Он начинал полемизировать с утра. Когда он приходил в правление, первое лицо, с которым он встречался в передней, был неизменный мещанин Прохоров, подобранный в бесчувственном виде на улице и посаженный в часть. В прежнее время свидание это имело, в глазах помпадура, характер обычая и заканчивалось словом: "влепить!" Теперь -- на первый план выступила полемика, то есть терзание, отражающееся не столько на Прохорове, сколько на самом помпадуре.
-- Ну-с, господин Прохоров, что скажете? -- начинает он, останавливаясь перед безобразным малым с отекшим лицом и налитыми кровью глазами.
-- Виноват, ваше благородие!
Горькая улыбка появляется на лице помпадура.
-- Что же-с... с богом! Будто вы не знаете, что вы изъятые!.. Да-с, изъятые. Это не я говорю, а закон-с. По случаю вашей образованности-с...
-- Ваше высокоблагородие! помилосердствуйте! с нынешнего дня даже зарок себе положил.
-- Зачем же зарок-с? кушайте! В прежнее время я вас за это по спине глаживал, а теперь... закон-с! Да что же вы стоите, образованный молодой человек? Стул господину Прохорову! По крайности, посмотрю я, как ты, к-к-каналья, сидеть передо мной будешь!
Он не выдерживает роли и, хлопнув дверью, весь кипящий и колышущийся, входит в канцелярскую камору. Но там ожидают его новые поводы для полемики: журналы, исходящие бумаги, нераспечатанная почта и проч.
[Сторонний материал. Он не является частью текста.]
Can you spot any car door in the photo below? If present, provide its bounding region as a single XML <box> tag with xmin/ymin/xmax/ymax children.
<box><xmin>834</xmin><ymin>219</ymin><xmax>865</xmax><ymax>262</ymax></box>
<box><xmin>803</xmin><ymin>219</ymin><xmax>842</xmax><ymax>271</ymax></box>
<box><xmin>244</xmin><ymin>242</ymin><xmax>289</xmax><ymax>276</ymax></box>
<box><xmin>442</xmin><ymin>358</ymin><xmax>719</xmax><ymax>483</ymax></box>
-- Зачем вы всю эту чепуху на стол ко мне навалили? -- обращается он к правителю, указывая на ворох.
-- Бумаги-с...
-- Знаю, что бумаги. Да ведь вы говорили, что есть закон?
-- Точно так-с.
-- Следственно, и докладывайте их господину закону, а меня от каверз увольте!
Правитель беспокойно следит за его телодвижениями.
-- Я теперь так поступать буду, -- продолжает ораторствовать помпадур, -- что бы там ни случилось -- закон! Пешком человек идет -- покажи закон! в телеге едет -- закон! Я вас дойму, милостивый государь, этим законом! Вон он! вон он! -- восклицает он, завидев из окна мужика, едущего на базар, -- с огурцами на базар едет! где закон? остановить его!
-- Не возбраняется-с.
-- Где сказано "не возбраняется"? Покажите!